Page MenuHomePhabricator

mw-empty-elt class isn't always added to empty p-tags in Parsoid
Closed, ResolvedPublic

Description

In some cases, Parsoid's mw-empty-elt tagging of empty p-tags runs too soon. This seems to show up a lot on frwiki pages. Look at Legacy vs Parosid There is an extra newline in the Parsoid output. If you inspect the relevant HTML, you will see that on the legacy side, you have the "mw-empty-elt" class added to the empty p-tag but not in Parsoid.

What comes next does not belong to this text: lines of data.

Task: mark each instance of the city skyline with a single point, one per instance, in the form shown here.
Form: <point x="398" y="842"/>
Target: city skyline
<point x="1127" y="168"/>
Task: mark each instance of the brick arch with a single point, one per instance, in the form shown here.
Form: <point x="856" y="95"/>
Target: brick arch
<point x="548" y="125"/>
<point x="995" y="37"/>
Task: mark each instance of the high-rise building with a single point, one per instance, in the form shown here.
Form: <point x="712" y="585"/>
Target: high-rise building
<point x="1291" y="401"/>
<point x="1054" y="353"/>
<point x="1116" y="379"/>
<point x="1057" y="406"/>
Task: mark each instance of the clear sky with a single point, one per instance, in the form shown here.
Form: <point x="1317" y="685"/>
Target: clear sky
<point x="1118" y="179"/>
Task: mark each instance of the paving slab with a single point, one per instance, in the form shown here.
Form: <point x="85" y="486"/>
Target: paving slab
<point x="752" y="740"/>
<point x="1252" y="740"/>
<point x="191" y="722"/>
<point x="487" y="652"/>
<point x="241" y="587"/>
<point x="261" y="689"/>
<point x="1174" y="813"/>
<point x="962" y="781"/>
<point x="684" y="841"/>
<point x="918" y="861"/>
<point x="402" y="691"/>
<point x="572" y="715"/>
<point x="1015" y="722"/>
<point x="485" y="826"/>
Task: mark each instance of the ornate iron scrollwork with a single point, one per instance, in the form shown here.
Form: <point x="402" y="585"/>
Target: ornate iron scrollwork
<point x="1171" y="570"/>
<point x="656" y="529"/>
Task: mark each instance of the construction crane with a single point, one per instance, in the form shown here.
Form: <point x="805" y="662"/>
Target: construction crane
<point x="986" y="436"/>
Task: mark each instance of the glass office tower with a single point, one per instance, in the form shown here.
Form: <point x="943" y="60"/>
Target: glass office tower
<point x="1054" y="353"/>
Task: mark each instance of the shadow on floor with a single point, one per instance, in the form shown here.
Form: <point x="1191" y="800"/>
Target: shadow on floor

Turns out this is because Parsoid's 'handleEmptyElt' and 'finalCleanup' handlers run in the same DOM pass which runs as an in-order traversal. So, the handleEmptyElt runs on a p-tag before finalCleanup deletes elements in a p-tag making it empty. Even if you reorder the handlers, it doesn't work because of the in-order traversal. The p-tag is processed (and detected not-empty) before the finalCleanup processes the p-tag's children.

So, two solutions:
(a) Introduce post-order traversal for some DOM passes -- needs careful thinking how this works in the face of mutations
(b) Split finalCleanup and handleEmptyElt into two passes so the ordering works out

This is a source of a lot of minor whitespace diffs and visual diffing noise on frwiki pages (and not sure which other wikis)

Event Timeline

Change 984628 had a related patch set uploaded (by Subramanya Sastry; author: Subramanya Sastry):

[integration/visualdiff@master] Remove empty-p-tag adaptor code; Parsoid will fix this in T353821

https://gerrit.wikimedia.org/r/984628

Change 984628 merged by Arlolra:

[integration/visualdiff@master] Remove empty-p-tag adaptor code; Parsoid will fix this in T353821

https://gerrit.wikimedia.org/r/984628

The analysis in the description is not entirely right. Turns out that the handle empty elements pass was not setting mw-empty-elt class for template output wrappers!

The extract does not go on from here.